En el fondo, el verano, todos los veranos, tienen algo de tregua, de vida de balneario, aunque uno tenga que montarse el spa en el cámping más cercano o en el balcón de casa, donde me encuentro ahora mismo, contemplando el éxodo fluido de la ciudad, una operación salida no tan abigarrada de cláxones y atascos como en otros años, cuando la covid no llevaba el timón. Una canícula de improvisaciones, pero canícula al fin y al cabo. Hay ganas acumuladas de respirar un poco aun con mascarilla, de apearse del reloj y de la tiranía del Whatsapp. Chanclas, tajada de melón, lecturas a placer, horas anchas y, sobre todo, observar el mundo a distancia, aunque sea mental. Bajo el calor casi tropical, ciertas realidades se difuminan como contempladas a través de un cristal esmerilado. Puigdemont; los personajillos del caso Kitchen; el emérito y su amiga Corinna parecen ahora siluetas de celofán, como devoradas en el horizonte por el fuego líquido de un espejismo.

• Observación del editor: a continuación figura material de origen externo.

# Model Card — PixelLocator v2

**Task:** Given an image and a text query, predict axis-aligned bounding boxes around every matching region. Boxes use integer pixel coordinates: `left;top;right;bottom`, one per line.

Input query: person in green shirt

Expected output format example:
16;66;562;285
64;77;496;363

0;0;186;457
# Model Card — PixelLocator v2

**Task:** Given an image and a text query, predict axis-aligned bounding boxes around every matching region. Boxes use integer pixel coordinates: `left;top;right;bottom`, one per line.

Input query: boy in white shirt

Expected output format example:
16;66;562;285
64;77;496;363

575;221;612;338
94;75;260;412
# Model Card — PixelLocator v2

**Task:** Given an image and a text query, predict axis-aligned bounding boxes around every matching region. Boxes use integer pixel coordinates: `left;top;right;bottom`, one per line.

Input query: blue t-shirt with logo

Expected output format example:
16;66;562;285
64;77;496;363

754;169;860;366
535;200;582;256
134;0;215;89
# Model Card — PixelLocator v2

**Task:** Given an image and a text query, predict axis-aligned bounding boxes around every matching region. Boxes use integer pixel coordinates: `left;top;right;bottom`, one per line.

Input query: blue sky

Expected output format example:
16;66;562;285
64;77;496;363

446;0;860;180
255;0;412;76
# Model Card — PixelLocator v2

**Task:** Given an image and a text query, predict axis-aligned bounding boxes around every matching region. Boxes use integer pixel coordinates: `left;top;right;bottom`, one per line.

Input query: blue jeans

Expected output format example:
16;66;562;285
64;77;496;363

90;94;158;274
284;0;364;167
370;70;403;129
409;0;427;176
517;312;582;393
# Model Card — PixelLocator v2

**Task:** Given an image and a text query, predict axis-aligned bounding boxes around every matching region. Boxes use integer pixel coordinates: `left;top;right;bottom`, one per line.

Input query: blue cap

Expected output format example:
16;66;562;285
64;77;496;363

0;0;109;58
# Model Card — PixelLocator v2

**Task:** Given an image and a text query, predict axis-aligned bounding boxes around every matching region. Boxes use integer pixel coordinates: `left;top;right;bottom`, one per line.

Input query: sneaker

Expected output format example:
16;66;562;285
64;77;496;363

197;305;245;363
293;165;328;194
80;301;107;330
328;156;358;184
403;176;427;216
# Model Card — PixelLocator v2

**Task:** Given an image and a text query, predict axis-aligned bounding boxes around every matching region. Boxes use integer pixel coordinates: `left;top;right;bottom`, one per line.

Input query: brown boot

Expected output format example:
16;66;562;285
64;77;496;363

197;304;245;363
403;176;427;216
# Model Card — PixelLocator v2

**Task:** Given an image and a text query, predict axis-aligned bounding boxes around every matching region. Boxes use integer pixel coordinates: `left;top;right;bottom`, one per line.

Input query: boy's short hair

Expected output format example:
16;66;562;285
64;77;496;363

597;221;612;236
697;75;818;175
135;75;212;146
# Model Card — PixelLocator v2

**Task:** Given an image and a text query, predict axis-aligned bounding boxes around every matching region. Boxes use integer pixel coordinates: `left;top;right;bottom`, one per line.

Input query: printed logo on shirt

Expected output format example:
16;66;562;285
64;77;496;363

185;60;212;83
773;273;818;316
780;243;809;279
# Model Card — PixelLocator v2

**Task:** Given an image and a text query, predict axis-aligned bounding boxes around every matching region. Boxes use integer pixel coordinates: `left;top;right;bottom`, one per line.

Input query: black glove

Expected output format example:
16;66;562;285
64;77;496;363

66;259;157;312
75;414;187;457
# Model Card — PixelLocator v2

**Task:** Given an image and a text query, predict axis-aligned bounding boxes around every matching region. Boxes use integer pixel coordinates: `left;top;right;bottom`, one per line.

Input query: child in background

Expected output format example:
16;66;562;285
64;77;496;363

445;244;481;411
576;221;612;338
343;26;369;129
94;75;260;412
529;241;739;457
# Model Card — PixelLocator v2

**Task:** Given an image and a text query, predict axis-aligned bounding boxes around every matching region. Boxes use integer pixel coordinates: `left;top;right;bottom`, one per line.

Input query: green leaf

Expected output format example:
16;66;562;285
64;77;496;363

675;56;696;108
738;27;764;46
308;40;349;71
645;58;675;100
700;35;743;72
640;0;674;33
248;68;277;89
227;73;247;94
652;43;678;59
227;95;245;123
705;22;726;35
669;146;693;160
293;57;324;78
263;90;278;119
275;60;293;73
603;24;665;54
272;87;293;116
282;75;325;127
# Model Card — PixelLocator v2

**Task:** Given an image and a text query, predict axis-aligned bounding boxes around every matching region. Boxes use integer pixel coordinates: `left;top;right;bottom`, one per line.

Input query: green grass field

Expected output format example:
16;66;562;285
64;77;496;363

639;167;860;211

El verano, el paréntesis del calor, tan necesario para seguir viviendo, suele ser tiempo de reflexión, una parada en ‘boxes’ para ajustar piezas y recobrar el aliento antes de reemprender el camino en septiembre, que viene cuesta arriba. Aparte de las cuitas personales de cada uno, los sueldos van de capa caída, los precios se desmelenan, la pandemia sigue al acecho y la incertidumbre mantiene al común de los mortales cual gorrión mojado en el alambre. Y los políticos, los unos y los otros, ¿harán balance? Sería deseable que comprendieran, lejos de tejemanejes partidistas, en qué tesitura histórica se encuentra el país, y que repartan el maná de Europa, los fondos poscovid, con cabeza y justicia.